How Dense Is London?
Bromley and Hackney are both in London, but housing density-wise they might as well be different countries. One has detached houses, gardens, and a generally suburban feel. The other is layered Victorian terraces, converted flats, and housing that stacks people in ways the outer boroughs simply don’t. London as a whole averages 24.1 dwellings per hectare, roughly twice the density of Greater Manchester (9.94 dph) or the West Midlands (13.35 dph), and it’s Europe’s third most populated city with 9.1 million residents.

The map above uses 2015 LSOA housing data on a 200m x 200m grid, recording homes per hectare in each square. Parks, roads, hospitals and industrial areas have been removed where possible, so the focus is on genuinely residential land.

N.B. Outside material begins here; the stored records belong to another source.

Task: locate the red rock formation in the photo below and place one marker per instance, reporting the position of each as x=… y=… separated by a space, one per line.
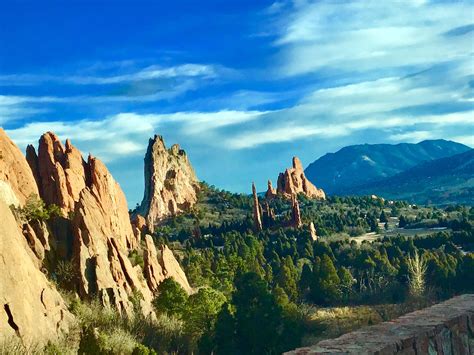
x=17 y=182
x=312 y=231
x=268 y=216
x=103 y=238
x=295 y=213
x=257 y=210
x=59 y=170
x=445 y=328
x=170 y=182
x=31 y=308
x=293 y=181
x=271 y=192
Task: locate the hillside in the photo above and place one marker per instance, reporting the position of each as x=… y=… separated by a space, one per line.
x=441 y=182
x=360 y=164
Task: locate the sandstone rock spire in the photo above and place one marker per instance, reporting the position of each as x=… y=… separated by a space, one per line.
x=170 y=182
x=293 y=181
x=17 y=182
x=295 y=213
x=312 y=231
x=271 y=192
x=31 y=308
x=257 y=210
x=59 y=170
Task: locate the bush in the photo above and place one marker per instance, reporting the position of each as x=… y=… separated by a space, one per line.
x=36 y=210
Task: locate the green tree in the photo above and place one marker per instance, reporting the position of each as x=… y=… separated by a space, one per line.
x=258 y=317
x=202 y=309
x=171 y=298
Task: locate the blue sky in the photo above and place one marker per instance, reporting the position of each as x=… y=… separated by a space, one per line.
x=242 y=86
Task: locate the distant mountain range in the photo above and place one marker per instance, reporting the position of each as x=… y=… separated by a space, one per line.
x=435 y=172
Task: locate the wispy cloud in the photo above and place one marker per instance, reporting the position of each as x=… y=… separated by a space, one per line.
x=370 y=35
x=152 y=72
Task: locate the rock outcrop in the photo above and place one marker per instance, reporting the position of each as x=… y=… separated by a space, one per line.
x=268 y=216
x=257 y=210
x=103 y=238
x=296 y=221
x=271 y=192
x=170 y=182
x=293 y=181
x=31 y=308
x=160 y=267
x=445 y=328
x=60 y=171
x=17 y=182
x=312 y=231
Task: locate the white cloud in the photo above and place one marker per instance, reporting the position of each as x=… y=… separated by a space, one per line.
x=152 y=72
x=364 y=36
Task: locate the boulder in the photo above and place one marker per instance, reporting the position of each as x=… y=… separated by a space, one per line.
x=170 y=182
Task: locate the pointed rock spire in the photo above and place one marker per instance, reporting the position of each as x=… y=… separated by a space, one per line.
x=295 y=213
x=170 y=182
x=294 y=181
x=257 y=210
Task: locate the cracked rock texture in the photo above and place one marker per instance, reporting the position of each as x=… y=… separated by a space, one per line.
x=293 y=181
x=30 y=306
x=59 y=170
x=17 y=182
x=445 y=328
x=170 y=182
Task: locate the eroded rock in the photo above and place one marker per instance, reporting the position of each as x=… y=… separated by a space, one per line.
x=17 y=182
x=293 y=181
x=60 y=171
x=170 y=182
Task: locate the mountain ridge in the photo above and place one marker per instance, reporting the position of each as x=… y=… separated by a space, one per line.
x=360 y=164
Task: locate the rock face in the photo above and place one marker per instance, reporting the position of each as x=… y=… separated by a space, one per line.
x=312 y=231
x=103 y=237
x=170 y=182
x=446 y=328
x=293 y=181
x=296 y=221
x=257 y=210
x=59 y=170
x=271 y=192
x=17 y=182
x=160 y=267
x=31 y=308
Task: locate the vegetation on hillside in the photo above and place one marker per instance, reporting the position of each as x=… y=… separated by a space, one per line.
x=275 y=290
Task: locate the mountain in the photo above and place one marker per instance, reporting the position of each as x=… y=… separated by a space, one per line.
x=441 y=182
x=361 y=164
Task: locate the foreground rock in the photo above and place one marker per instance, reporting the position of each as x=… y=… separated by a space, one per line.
x=446 y=328
x=31 y=308
x=17 y=182
x=103 y=238
x=293 y=181
x=170 y=182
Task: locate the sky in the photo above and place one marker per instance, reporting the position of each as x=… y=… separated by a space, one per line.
x=242 y=86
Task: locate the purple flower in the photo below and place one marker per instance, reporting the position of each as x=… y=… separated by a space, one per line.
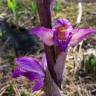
x=31 y=68
x=62 y=34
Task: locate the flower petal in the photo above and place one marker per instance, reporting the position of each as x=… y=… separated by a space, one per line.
x=44 y=61
x=44 y=34
x=81 y=34
x=63 y=23
x=16 y=73
x=29 y=64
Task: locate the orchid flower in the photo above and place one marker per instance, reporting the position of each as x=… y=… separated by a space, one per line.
x=31 y=68
x=62 y=35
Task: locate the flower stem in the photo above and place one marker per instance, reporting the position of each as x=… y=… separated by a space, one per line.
x=45 y=20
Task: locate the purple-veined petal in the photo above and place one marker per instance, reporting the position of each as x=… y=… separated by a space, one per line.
x=29 y=64
x=59 y=66
x=44 y=34
x=63 y=24
x=16 y=73
x=44 y=61
x=81 y=34
x=38 y=85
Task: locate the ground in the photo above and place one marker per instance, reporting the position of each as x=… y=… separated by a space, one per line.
x=79 y=77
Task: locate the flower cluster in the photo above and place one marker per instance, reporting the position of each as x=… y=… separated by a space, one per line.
x=62 y=35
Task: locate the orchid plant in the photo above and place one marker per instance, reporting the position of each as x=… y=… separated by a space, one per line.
x=62 y=35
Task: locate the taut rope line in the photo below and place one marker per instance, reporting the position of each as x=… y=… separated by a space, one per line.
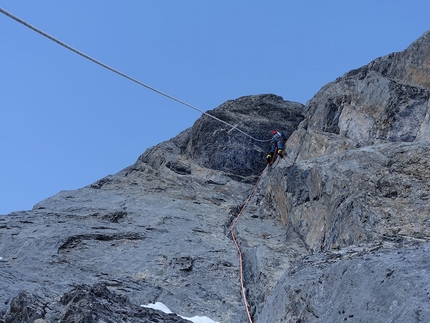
x=242 y=283
x=120 y=73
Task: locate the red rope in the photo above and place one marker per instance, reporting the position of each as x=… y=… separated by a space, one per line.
x=240 y=253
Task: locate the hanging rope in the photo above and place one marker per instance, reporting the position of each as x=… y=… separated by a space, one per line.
x=122 y=74
x=242 y=282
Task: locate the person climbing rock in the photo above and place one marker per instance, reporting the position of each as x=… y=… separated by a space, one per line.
x=277 y=142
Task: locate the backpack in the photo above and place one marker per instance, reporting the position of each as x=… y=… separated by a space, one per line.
x=284 y=137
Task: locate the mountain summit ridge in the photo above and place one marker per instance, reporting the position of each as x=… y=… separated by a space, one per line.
x=338 y=230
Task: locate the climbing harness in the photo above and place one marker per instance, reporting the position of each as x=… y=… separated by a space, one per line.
x=238 y=248
x=123 y=74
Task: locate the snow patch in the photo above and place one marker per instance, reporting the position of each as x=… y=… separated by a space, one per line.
x=196 y=319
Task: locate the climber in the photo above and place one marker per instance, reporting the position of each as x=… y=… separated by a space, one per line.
x=277 y=141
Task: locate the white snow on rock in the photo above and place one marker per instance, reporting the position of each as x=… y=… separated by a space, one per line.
x=196 y=319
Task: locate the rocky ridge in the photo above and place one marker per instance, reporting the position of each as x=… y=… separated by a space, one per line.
x=336 y=231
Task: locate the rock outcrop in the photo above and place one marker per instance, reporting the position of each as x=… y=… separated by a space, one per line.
x=336 y=231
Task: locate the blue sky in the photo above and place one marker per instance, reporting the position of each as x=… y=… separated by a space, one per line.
x=67 y=122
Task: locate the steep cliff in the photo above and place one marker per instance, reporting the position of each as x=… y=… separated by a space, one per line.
x=336 y=231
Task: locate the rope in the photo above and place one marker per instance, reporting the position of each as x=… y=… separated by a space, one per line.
x=120 y=73
x=238 y=249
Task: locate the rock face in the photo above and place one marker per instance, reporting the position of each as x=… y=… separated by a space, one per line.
x=336 y=231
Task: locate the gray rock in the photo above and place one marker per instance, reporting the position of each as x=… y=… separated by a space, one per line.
x=337 y=230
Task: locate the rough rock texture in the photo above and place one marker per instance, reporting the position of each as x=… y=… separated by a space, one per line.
x=159 y=230
x=338 y=230
x=357 y=176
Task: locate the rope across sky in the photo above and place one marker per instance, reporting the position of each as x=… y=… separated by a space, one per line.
x=233 y=127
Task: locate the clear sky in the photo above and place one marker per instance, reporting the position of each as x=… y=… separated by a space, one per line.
x=67 y=122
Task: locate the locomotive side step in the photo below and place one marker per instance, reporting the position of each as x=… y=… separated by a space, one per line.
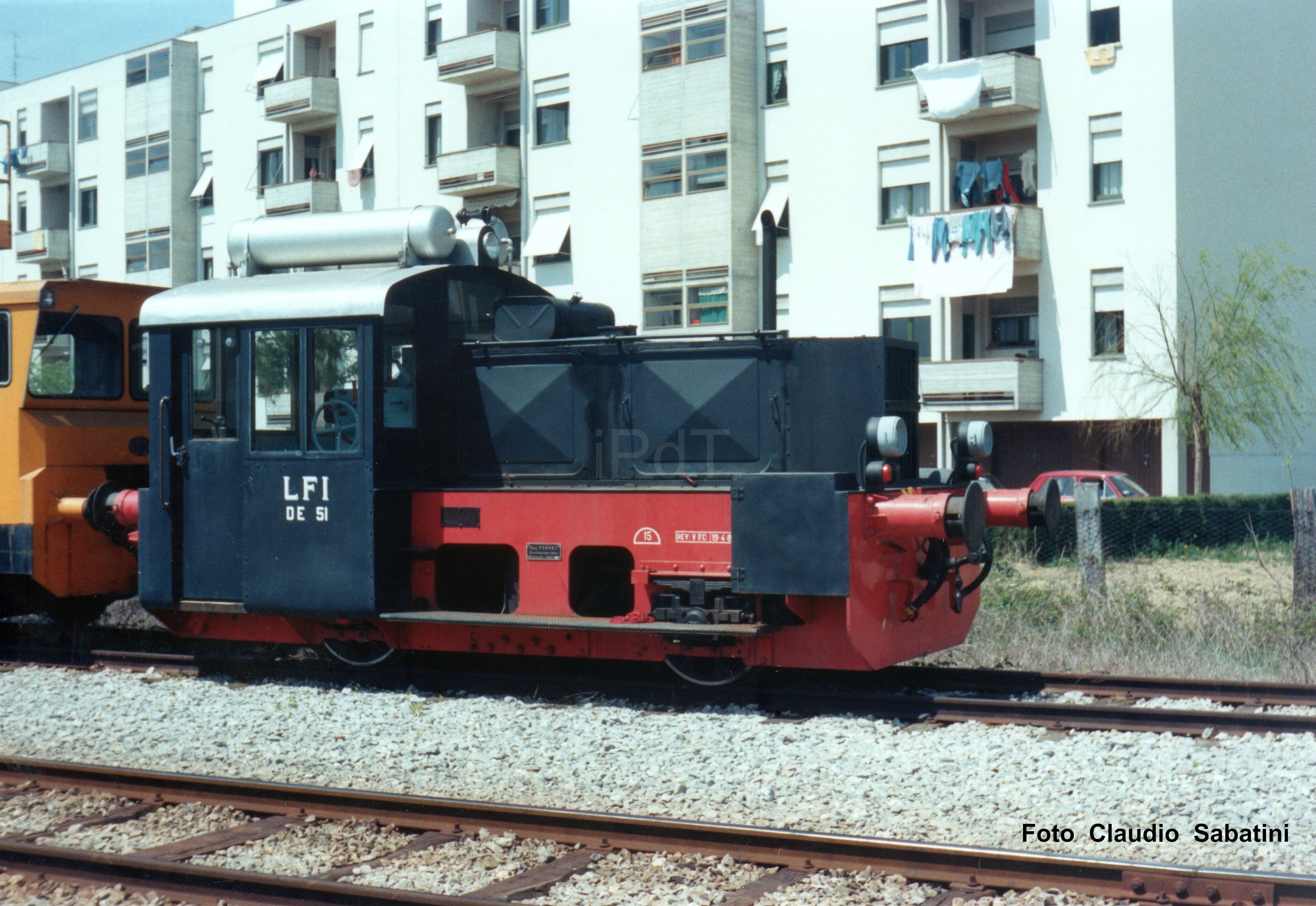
x=594 y=624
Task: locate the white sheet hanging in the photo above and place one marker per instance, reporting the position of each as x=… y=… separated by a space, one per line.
x=548 y=234
x=952 y=90
x=963 y=274
x=203 y=184
x=358 y=160
x=269 y=67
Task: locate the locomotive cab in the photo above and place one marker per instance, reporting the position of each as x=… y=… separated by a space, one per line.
x=73 y=416
x=289 y=433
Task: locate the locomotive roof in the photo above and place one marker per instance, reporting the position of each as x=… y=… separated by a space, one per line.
x=339 y=294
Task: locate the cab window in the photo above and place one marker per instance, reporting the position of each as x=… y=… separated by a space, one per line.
x=215 y=367
x=335 y=399
x=470 y=309
x=77 y=357
x=4 y=349
x=399 y=375
x=276 y=390
x=139 y=362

| Density (dw/ha) | Per km² (dwellings) | Per sq mile (dwellings) | Housing character | Typical location |
|---|---|---|---|---|
| 30–50 | 3,000–5,000 | 7,800–13,000 | Detached and semi-detached houses, gardens, driveways | Outer boroughs, e.g. Bromley, Bexley, Havering |
| 30–65 | 3,000–6,500 | 7,800–16,800 | Semi-detached houses, wider suburban terraces | Outer zones, e.g. parts of Barnet, outer Ealing |
| 50–110 | 5,000–11,000 | 13,000–28,500 | Victorian and Edwardian terraces, some low-rise conversions | Mid-ring boroughs, e.g. Hounslow, Waltham Forest |
| 55–175 | 5,500–17,500 | 14,200–45,300 | Dense terraces, converted houses, mansion blocks | Inner boroughs, e.g. Haringey, Lambeth |
| 100–150 | 10,000–15,000 | 25,900–38,900 | Mansion blocks, high-density terraces, low-rise flat complexes | Parts of Hackney, Camden, inner Southwark |
| 240–435 | 24,000–43,500 | 62,200–112,700 | Tower blocks, large housing estates, heavily converted rows | Densest pockets of inner London, e.g. Tower Hamlets |
Part of the reason the outer ring looks so quiet is that more than 40% of Greater London is green space or open water. Add the green belt, which has been stopping the city from spreading outward since the mid-20th century, and all that growth pressure has had to go inward and upward instead.
Kensington and Chelsea, London’s densest borough, averages around 70.6 dwellings per hectare. Islington’s population density is about 138 people per hectare. High numbers, but Madrid’s Centro district averages 286 people per hectare on a similar kind of old street grid, roughly double. If outer London’s residential land had been built at inner London’s average density, the capital would have around 4.6 million more homes.